Un répertoire mis en lumière et réinterprété par Mandy Lerouge, à découvrir sur scène, en concert et album en 2025 (série radiophonique prévue en 2025), à la rencontre de la poésie d’Atahualpa Yupanqui, sur les traces de son double, de son ombre, de la femme derrière certaines des plus belles de ses mélodies : Antoinette Pépin.
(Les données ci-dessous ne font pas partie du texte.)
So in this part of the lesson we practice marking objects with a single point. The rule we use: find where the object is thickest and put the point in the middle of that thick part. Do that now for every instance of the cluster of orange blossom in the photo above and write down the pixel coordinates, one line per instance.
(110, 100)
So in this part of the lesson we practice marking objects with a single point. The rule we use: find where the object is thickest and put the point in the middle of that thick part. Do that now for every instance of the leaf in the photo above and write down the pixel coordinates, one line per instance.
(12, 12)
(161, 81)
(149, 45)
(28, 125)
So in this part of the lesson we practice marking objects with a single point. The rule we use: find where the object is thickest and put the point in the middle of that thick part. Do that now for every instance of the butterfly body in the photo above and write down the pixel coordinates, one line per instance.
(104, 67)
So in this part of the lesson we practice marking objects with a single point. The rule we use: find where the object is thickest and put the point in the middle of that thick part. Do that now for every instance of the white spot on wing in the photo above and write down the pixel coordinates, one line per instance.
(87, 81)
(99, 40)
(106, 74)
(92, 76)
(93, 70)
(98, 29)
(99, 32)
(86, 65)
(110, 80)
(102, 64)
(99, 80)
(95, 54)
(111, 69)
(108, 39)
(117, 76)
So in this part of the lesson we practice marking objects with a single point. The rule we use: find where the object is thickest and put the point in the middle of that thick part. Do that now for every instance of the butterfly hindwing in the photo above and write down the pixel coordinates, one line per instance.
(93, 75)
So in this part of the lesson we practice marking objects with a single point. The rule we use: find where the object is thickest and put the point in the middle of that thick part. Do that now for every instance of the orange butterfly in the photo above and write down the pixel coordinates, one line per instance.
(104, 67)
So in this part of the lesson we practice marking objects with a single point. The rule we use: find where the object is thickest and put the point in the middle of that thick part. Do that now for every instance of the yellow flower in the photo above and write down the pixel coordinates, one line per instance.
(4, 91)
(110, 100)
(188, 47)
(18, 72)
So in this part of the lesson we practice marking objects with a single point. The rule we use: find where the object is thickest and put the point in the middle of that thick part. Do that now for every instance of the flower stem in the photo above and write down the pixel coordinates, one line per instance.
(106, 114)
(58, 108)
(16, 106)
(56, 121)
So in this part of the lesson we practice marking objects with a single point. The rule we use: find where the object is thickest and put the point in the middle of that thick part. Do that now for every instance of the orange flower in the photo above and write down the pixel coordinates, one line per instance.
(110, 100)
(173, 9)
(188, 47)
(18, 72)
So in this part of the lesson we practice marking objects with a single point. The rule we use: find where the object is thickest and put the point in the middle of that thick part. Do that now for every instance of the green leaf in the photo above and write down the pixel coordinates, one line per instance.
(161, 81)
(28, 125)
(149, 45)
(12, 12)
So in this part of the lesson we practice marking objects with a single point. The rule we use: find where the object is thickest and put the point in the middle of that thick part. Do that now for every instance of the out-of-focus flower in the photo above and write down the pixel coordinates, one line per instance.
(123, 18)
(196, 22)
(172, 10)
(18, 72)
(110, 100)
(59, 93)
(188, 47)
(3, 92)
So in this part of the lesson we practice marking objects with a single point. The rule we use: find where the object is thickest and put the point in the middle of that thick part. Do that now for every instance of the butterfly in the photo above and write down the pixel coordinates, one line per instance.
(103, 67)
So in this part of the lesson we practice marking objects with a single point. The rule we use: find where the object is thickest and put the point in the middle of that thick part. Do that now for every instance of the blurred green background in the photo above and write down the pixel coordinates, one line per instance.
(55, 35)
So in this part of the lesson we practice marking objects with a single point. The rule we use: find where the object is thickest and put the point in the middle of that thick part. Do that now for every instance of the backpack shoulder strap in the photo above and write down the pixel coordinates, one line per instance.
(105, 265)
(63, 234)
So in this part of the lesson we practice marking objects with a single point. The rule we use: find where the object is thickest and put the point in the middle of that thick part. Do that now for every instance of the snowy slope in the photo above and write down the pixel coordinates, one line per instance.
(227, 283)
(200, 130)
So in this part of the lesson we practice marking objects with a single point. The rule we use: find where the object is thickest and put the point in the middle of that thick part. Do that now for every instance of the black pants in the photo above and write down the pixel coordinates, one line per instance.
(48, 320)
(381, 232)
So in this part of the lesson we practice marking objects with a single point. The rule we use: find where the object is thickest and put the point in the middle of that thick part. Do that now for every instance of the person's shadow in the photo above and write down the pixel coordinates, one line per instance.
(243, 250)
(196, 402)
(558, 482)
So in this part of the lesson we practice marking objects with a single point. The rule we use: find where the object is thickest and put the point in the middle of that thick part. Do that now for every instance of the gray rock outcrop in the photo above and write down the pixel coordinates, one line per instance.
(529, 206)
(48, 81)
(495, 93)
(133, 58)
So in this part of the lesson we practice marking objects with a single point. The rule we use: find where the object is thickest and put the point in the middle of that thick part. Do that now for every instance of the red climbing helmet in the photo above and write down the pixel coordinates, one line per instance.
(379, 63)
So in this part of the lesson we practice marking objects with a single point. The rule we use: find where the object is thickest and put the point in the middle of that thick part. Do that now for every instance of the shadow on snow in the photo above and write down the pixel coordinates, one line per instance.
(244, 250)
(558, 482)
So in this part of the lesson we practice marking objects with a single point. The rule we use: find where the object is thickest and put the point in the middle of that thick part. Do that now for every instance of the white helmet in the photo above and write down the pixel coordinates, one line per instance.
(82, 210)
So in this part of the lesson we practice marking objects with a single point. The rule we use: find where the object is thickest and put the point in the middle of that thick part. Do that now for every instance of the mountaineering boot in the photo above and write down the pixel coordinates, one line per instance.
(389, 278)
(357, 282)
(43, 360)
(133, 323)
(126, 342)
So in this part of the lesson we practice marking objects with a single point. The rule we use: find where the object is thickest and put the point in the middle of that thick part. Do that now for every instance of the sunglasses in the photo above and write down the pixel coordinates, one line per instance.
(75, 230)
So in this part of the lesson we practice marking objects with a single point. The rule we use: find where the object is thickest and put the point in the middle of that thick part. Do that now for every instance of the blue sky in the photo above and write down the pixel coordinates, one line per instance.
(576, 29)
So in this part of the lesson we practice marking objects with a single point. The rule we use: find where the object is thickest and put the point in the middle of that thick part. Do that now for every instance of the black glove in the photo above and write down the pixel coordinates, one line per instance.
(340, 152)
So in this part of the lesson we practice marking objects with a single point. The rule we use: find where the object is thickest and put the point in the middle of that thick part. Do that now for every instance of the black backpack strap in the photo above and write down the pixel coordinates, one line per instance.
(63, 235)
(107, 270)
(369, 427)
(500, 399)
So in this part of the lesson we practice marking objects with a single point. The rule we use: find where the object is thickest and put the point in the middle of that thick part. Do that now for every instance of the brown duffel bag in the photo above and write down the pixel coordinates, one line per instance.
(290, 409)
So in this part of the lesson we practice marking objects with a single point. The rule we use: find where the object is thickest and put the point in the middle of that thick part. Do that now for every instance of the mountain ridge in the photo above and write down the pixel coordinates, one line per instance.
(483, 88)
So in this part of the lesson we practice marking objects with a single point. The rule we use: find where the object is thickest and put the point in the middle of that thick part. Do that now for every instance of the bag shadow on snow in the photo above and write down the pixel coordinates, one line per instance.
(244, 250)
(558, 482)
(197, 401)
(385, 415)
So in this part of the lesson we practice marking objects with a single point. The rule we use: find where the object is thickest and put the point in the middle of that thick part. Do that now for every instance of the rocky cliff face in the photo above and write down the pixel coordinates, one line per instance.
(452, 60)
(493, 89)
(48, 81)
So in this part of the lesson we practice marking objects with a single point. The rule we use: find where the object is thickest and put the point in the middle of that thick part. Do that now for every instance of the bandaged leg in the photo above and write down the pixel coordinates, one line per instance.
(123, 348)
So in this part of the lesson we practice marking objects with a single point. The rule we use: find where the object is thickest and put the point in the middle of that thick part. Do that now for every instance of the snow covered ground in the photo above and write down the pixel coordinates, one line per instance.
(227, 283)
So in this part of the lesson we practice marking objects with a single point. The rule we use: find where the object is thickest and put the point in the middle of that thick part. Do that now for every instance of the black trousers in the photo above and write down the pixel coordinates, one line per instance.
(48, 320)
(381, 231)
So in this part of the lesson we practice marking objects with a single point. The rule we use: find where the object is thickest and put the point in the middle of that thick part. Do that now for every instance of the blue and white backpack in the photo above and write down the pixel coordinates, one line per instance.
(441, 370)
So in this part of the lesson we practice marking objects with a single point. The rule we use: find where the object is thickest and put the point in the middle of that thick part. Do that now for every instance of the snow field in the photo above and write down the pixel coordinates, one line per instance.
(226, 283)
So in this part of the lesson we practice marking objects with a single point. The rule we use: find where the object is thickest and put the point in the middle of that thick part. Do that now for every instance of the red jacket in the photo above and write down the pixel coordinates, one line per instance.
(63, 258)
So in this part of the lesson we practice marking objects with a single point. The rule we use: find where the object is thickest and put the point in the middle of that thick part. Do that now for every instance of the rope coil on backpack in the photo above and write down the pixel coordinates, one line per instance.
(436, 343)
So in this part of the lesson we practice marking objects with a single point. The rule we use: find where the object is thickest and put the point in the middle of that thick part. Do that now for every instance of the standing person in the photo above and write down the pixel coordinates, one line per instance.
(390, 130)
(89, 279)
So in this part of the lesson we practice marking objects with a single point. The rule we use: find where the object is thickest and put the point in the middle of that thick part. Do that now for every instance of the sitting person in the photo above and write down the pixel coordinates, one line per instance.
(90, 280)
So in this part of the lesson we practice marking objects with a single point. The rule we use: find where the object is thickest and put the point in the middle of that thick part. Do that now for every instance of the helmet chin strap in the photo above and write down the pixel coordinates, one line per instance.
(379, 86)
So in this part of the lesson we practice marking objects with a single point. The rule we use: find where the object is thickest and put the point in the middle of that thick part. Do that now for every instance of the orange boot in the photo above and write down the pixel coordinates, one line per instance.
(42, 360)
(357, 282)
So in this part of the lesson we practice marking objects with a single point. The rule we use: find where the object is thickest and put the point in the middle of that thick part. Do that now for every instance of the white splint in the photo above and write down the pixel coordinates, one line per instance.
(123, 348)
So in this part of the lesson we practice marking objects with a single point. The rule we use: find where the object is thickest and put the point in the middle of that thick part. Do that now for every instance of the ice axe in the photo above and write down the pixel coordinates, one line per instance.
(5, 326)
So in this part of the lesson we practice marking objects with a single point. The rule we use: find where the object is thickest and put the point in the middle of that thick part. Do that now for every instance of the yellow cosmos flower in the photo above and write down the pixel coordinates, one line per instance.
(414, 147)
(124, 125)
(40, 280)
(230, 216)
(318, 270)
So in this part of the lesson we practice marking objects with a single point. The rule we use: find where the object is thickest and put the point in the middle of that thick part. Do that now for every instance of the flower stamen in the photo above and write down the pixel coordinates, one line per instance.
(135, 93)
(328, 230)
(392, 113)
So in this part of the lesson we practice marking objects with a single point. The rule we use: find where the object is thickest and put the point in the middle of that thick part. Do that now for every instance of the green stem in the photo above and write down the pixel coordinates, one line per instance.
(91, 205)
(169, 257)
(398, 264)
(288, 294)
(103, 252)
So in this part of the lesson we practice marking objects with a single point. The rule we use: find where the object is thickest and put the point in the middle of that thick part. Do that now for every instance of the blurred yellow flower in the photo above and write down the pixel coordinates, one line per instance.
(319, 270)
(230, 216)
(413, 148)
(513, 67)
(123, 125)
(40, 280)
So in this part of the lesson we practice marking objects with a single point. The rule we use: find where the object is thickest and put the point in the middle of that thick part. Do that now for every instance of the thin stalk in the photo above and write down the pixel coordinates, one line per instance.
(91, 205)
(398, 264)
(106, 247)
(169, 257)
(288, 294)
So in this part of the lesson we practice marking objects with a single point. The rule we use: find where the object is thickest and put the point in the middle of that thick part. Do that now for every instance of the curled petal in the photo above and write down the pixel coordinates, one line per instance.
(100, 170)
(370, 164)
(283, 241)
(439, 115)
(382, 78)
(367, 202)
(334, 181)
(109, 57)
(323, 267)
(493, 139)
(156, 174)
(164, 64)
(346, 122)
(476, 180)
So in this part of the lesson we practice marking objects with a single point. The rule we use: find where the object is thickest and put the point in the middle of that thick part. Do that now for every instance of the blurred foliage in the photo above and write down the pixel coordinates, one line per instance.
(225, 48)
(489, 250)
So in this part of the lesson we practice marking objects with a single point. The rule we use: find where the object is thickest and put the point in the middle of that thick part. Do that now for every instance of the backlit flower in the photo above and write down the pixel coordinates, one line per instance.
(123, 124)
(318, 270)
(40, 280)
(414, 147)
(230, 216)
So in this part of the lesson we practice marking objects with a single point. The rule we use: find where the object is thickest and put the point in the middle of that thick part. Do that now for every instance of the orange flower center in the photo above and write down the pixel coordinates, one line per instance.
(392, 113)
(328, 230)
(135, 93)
« La Madrugada » de Mandy Lerouge : l’envol d’une voix
Chanteuse autodidacte ayant grandi dans les Hautes-Alpes, Mandy Lerouge apprivoise le monde de la musique depuis une bonne dizaine d’années, au fil d’aventures qui la mènent du jazz à la musique classique en passant par le trip-hop, sans oublier une formation d’ingénieur du son et une expérience de journaliste. En 2014, un premier
voyage en Argentine lui fait découvrir la culture de ses campagnes du nord et elle tombe amoureuse autant de ses musiques que des expéditions à cheval avec les Gauchos qui parcourent la région en surveillant leurs troupeaux – Mandy est cavalière depuis son plus son jeune âge. Désormais basée à Marseille, elle a mûri son projet et l’a nourri de rencontres avec plusieurs figures de la musique argentine : Chango Spasiuk, Raúl Barboza, Melingo... Puis début 2020, elle retourne dans ces contrées et, telle une digne héritière d’Alan Lomax, collecte ce qui deviendra le répertoire de ce premier album si personnel et en même temps si accrocheur... Plusieurs fées se sont penchées sur son berceau : Vincent Segal qui en a effectué la réalisation en « encourageant les prises sans casque et la proximité des musiciens », Gérard de Haro qui a organisé son studio-écrin de La Buissonne pour s’adapter à cette configuration « live » rare (« je n’ai vu ça que deux ou trois fois dans ma vie ! »), et bien sûr les musiciens ; le pianiste argentin Lalo Zanelli
au jeu sensuel qui a aussi signé les arrangements, son compatriote le percussionniste Javier Estrella tout en flamboyance retenue, le contrebassiste colombien Felipe Nicholls architecte discret, et en prime une apparition intense du complice Melingo. Non seulement Mandy Lerouge a réussi son pari, mais elle nous donne aussi une leçon d’intelligence culturelle. Dans cet enregistrement quasi télépathique où l’élégance mélodique des ballades semble rythmée par le trot des chevaux et les cœurs qui s’emballent, elle transcende avec sa voix magnétique ces danses de tradition orale (le chamamé, la chacarera, la zamba et un zeste de tango canaille). Enfant du métissage – son père est malgache et sa mère française –, elle s’approprie ces musiques populaires qui sont elles-mêmes métissées et les fait s’épanouir dans une nouvelle hybridation, une musique de chambre d’aujourd’hui où le jazz et même le rock ne sont jamais très loin. Trans-culturalité ? Effet salutaire de la globalisation ? Tout cela à la fois certainement mais en n’oubliant pas le principal : cette « madrugada » qui signifie « l’aurore » doit aussi se lire comme la métaphore de l’envol d’une grande voix.